El tic-tac del reloj parecía más lento y más fuerte, y nos sentamos juntos de esa manera el tiempo suficiente para que él decidiera que yo era alguien con quien hablaría, alguien a quien contaría su historia, con algún detalle muy gráfico. No me estaba pidiendo que comentara de ninguna manera, pero de vez en cuando, me miraba para saber que estaba escuchando con atención. Se habían conocido en un campo de concentración hacia el final de la guerra, un encuentro poco probable cuando ambos estaban al borde de la muerte por deshidratación y hambre. Había tenido un sobrino adolescente con él, pero un día se separaron y nunca más se volvieron a ver. Más tarde descubriría que el niño había sido reclutado para un destacamento laboral y había sido golpeado fatalmente cuando se puso demasiado enfermo para trabajar.

“¿Sabes todo esto?” preguntó. Negué con la cabeza. ¿Cómo podría alguien saber todo esto?
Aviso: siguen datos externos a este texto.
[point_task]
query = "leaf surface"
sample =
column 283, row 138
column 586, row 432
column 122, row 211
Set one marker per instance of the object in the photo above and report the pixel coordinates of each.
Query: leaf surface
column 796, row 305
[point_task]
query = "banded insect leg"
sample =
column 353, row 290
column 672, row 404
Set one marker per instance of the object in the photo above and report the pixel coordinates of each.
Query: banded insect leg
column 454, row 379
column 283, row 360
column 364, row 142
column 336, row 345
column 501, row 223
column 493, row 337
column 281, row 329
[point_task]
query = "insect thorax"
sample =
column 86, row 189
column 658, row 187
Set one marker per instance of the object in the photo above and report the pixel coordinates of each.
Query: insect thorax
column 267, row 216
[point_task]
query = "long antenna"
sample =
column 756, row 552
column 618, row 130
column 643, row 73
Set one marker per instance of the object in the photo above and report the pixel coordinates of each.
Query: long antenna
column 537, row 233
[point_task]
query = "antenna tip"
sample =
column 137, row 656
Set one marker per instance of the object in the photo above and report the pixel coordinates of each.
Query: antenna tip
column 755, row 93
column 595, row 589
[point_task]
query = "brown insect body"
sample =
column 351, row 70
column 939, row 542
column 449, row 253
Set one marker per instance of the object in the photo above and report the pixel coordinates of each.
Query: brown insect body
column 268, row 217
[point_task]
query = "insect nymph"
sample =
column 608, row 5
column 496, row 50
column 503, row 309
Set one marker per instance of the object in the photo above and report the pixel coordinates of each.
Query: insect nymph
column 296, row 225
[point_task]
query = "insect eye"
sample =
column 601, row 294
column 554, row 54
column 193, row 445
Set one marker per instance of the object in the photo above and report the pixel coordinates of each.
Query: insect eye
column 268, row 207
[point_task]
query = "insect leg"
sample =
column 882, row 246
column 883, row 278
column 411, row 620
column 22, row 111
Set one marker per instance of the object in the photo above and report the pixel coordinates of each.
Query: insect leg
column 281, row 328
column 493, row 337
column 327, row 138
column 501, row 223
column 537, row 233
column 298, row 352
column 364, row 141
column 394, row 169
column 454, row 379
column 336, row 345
Finalmente le pregunté por qué quería hablar de eso, que era más que horrible, que no sabía qué decir. Cubriéndose la muñeca y nuevamente sosteniendo la mano de su esposa, dijo en voz muy baja y clara que había hecho de su meta en la vida decirles a todos los que estaban dispuestos a escuchar, que nunca, nunca debemos olvidar. Y nunca, nunca perdones. Ella se inclinó y, en yiddish, le dijo algo que yo entendí.
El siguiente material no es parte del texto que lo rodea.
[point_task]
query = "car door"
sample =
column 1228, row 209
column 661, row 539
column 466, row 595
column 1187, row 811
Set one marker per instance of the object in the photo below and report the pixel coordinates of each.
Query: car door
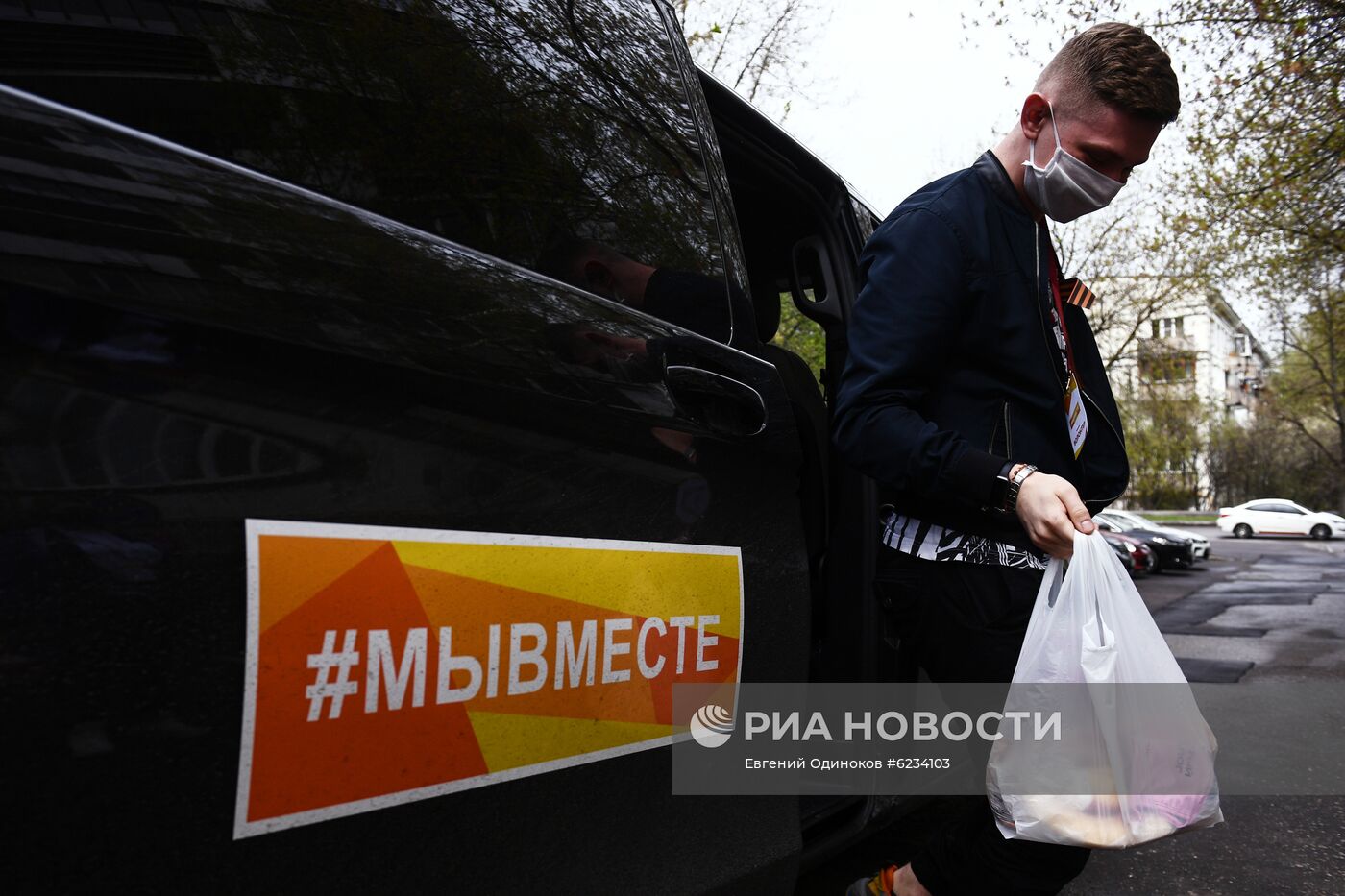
column 373, row 343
“¿Quizás, sí, invitarlos a tomar el té?”

Rara vez, si es que alguna vez, llegaron ellos mismos a la puertaHabíamos determinado que vivían muy cerca de nuestra casa, e hicimos un día y una hora para visitarlos. Tenían un hijo mayor que se acercaba a la puerta y nos dejaba entrar. Parecía que rara vez, si es que alguna vez, llegaban ellos mismos a la puerta; las cicatrices emocionales son profundas. Sus nombres fueron llamados para su cita con el médico y, tomados de la mano, cruzaron la puerta, dejándonos a Ed y a mí sintiéndonos como los heridos andantes. No nos dijimos nada más durante un buen rato.
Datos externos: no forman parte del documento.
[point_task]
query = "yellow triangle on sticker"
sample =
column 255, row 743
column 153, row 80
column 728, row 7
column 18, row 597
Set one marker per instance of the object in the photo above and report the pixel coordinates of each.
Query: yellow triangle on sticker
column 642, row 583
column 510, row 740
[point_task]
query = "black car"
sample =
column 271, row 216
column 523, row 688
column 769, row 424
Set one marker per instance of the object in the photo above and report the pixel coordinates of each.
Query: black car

Llegó el día. Sentí miedo pero no entendí completamente por qué. ¿Tenía miedo de escuchar más? Siempre que había leído libros sobre los campamentos y la matanza o visto una película o un documental de televisión, siempre podía cerrar los ojos o irme cuando se volvía demasiado doloroso de ver. Hoy, no podría hacer eso. Aparcamos nuestro coche en la acera en lugar de entrometernos en su camino de entrada. Sí, se sintió así. Noté que todas las persianas de la casa estaban echadas y cerradas. El patio no estaba adornado con flores pero estaba limpio como un alfiler. El vehículo de su hijo estaba en el garaje y no había señales de nadie. Toqué el timbre una vez, luego una vez más. Nunca los volvimos a ver.